Use python2.7 to crawl watercress movie top250

Source: Internet
Author: User
This plugin makes it easy to see many things, including HTML.

Open the Watercress Movie Leaderboard top250 page, found that each page has 25 movies, altogether 10 pages, each page URL has the following characteristics:

Http://movie.douban.com/top250?start=0

Http://movie.douban.com/top250?start=25

Http://movie.douban.com/top250?start=50

Http://movie.douban.com/top250?start=75

......

And so you only need to use loops on the back of the 0,25,... 225 processing can be done.

Click on any of the movies in the Chinese name, right click on the mouse "view elements" to view the HTML source code:

You can find the name of the movie and the English name in it .

You can use regular expressions (. *) to match the Chinese name and English name of the movie, but only to get the Chinese name, so you need to filter the English name.

The filter method can be implemented using the Find (str,pos_start,pos_end) function, rejecting the characteristic features in English names: "and"/", see the code.

3. Code implementation

The code here is simple, so you don't have to define a function.

#!/usr/bin/python#-*-coding:utf-8-*-#import requests,sys,refrom bs4 import beautifulsoupreload (SYS) Sys.setdefaultencoding (' utf-8 ') print ' is fetching data from the Watercress movie Top250 ... ' for page in range:    url= ' https:// Movie.douban.com/top250?start= ' +str ((page-1) *25)    print '---------------------------is crawling the first ' +str (page+1) + ' page ...--------------------------------'    html=requests.get (URL)    html.raise_for_status ()    try:        Soup=beautifulsoup (Html.text, ' Html.parser ')        soup=str (soup) # Use regular expressions to convert Web page text to string        title=re.compile (R ' (. *)')        Names=re.findall (title,soup) for        name in names:            if Name.find (') ==-1 and Name.find ('/') ==-1: # Excludes English names (English name features are "and"/")                Print name            # created, score    except Exception as e:        print eprint ' crawl complete! '
  • Related Article

    Contact Us

    The content source of this page is from Internet, which doesn't represent Alibaba Cloud's opinion; products and services mentioned on that page don't have any relationship with Alibaba Cloud.
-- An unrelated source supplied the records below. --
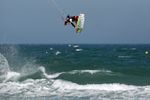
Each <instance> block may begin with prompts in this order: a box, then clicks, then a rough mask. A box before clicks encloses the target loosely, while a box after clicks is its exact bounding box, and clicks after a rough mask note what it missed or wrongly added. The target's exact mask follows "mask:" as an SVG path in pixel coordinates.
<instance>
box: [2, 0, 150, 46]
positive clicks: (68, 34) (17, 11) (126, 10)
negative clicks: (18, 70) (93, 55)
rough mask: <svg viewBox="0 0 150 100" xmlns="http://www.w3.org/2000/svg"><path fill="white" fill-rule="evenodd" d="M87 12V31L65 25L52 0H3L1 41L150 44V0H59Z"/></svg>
mask: <svg viewBox="0 0 150 100" xmlns="http://www.w3.org/2000/svg"><path fill="white" fill-rule="evenodd" d="M55 1H56V2H57V4H58V5H59V8H61V9H63V11H64V12H65V13H66V14H70V15H79V14H80V13H85V15H86V16H85V17H86V21H85V28H84V31H83V32H82V33H81V34H80V35H76V33H75V30H74V29H73V28H72V26H66V27H65V26H64V25H63V24H64V22H63V21H62V19H61V17H60V13H59V12H58V10H57V9H56V7H55V5H54V4H53V3H52V2H51V0H50V2H49V3H48V0H0V42H1V43H100V44H101V43H150V0H55Z"/></svg>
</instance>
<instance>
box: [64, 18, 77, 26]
mask: <svg viewBox="0 0 150 100" xmlns="http://www.w3.org/2000/svg"><path fill="white" fill-rule="evenodd" d="M78 18H79V16H69V15H67V17H66V20H65V22H64V25H67V24H69V23H71V25H72V26H73V27H74V28H76V26H77V21H78Z"/></svg>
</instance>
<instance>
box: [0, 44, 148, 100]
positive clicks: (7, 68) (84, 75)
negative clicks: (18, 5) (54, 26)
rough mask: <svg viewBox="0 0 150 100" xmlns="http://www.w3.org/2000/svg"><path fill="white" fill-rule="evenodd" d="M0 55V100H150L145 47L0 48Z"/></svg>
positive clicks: (135, 46)
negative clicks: (79, 99)
mask: <svg viewBox="0 0 150 100" xmlns="http://www.w3.org/2000/svg"><path fill="white" fill-rule="evenodd" d="M0 53H1V57H0V68H1V70H2V69H3V71H1V77H0V79H1V83H0V95H1V97H3V98H2V99H6V97H8V99H9V97H11V98H12V97H13V98H14V99H19V98H20V97H22V96H23V97H24V98H27V99H33V97H34V99H35V98H36V99H37V98H40V99H45V98H46V99H48V98H51V99H60V98H62V97H63V98H64V99H76V98H78V99H133V98H136V99H137V98H140V99H143V98H149V97H150V78H149V76H150V45H121V44H120V45H73V44H72V45H68V44H65V45H0ZM4 69H5V70H4ZM4 71H5V72H4ZM14 90H16V91H15V92H14ZM129 93H130V94H129Z"/></svg>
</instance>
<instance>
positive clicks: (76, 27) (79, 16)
mask: <svg viewBox="0 0 150 100" xmlns="http://www.w3.org/2000/svg"><path fill="white" fill-rule="evenodd" d="M84 21H85V15H84V14H80V15H79V18H78V21H77V25H76V27H75V28H76V33H81V32H82V30H83V28H84Z"/></svg>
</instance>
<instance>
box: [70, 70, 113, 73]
mask: <svg viewBox="0 0 150 100" xmlns="http://www.w3.org/2000/svg"><path fill="white" fill-rule="evenodd" d="M99 72H102V73H111V71H110V70H73V71H70V72H68V73H70V74H76V73H90V74H95V73H99Z"/></svg>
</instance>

If the content of the page makes you feel confusing, please write us an email, we will handle the problem within 5 days after receiving your email.

    If you find any instances of plagiarism from the community, please send an email to: info-contact@alibabacloud.com and provide relevant evidence. A staff member will contact you within 5 working days.

    A Free Trial That Lets You Build Big!

    Start building with 50+ products and up to 12 months usage for Elastic Compute Service

    • Sales Support

      1 on 1 presale consultation

    • After-Sales Support

      24/7 Technical Support 6 Free Tickets per Quarter Faster Response

    • Alibaba Cloud offers highly flexible support services tailored to meet your exact needs.